Oil slips on demand concerns after Fed signals slower rate cuts

By Colleen Howe, Trixie Yap and Anna Hirtenstein

(Reuters) -Oil prices fell on Thursday after the U.S. Federal Reserve signalled it would slow the pace of interest rate cuts in 2025, which could hurt economic growth, reduce fuel demand and strengthen the dollar.

Brent crude futures declined by 34 cents to $73.05 a barrel by 1219 GMT. U.S. West Texas Intermediate crude lost 16 cents to $70.42.

The declines gave back Wednesday’s gains on a drop in U.S. crude stocks and the Fed’s expected rate cut of 25 basis points.

Prices weakened after U.S. central bankers issued projections pointing to two quarter-point cuts in 2025 on concern over rising inflation. That was half a point less than they had flagged in September.

“The bottom line for oil is the longer the Fed stays on pause, the stronger the U.S. dollar. This tends to generate headwinds for commodities like oil,” said Harry Tchilinguirian at Onyx Capital Group.

A stronger dollar makes dollar-priced commodities more expensive while higher interest rates weigh on economic growth, potentially reducing demand for oil.

“The demand-supply balance going into 2025 continues to look unfavourable and predictions of more than 1.0 million bpd demand growth in 2025 look stretched in our opinion. Even if OPEC+ continues to withhold production, the market may still be in surplus,” said Suvro Sarkar, DBS Bank energy sector team leader.

Though demand in the first half of December rose year on year, volumes remained lower than expected by some analysts.

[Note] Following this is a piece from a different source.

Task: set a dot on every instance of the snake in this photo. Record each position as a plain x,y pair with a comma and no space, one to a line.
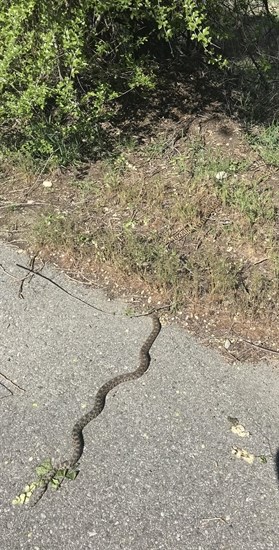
98,406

JP Morgan analysts said that global oil demand growth for December so far was 700,000 barrels per day (bpd) less than it had expected, adding that global demand this year has risen by 200,000 bpd less than it had forecast in November 2023.

Official data from the Energy Information Administration on Wednesday showed U.S. crude stocks fell by 934,000 barrels in the week to Dec. 13. Analysts polled by Reuters had expected a drawdown of 1.6 million barrels. [EIA/S]

While the decline was less than expected, the market found support from last week’s rise in U.S. crude exports by 1.8 million bpd to 4.89 million bpd.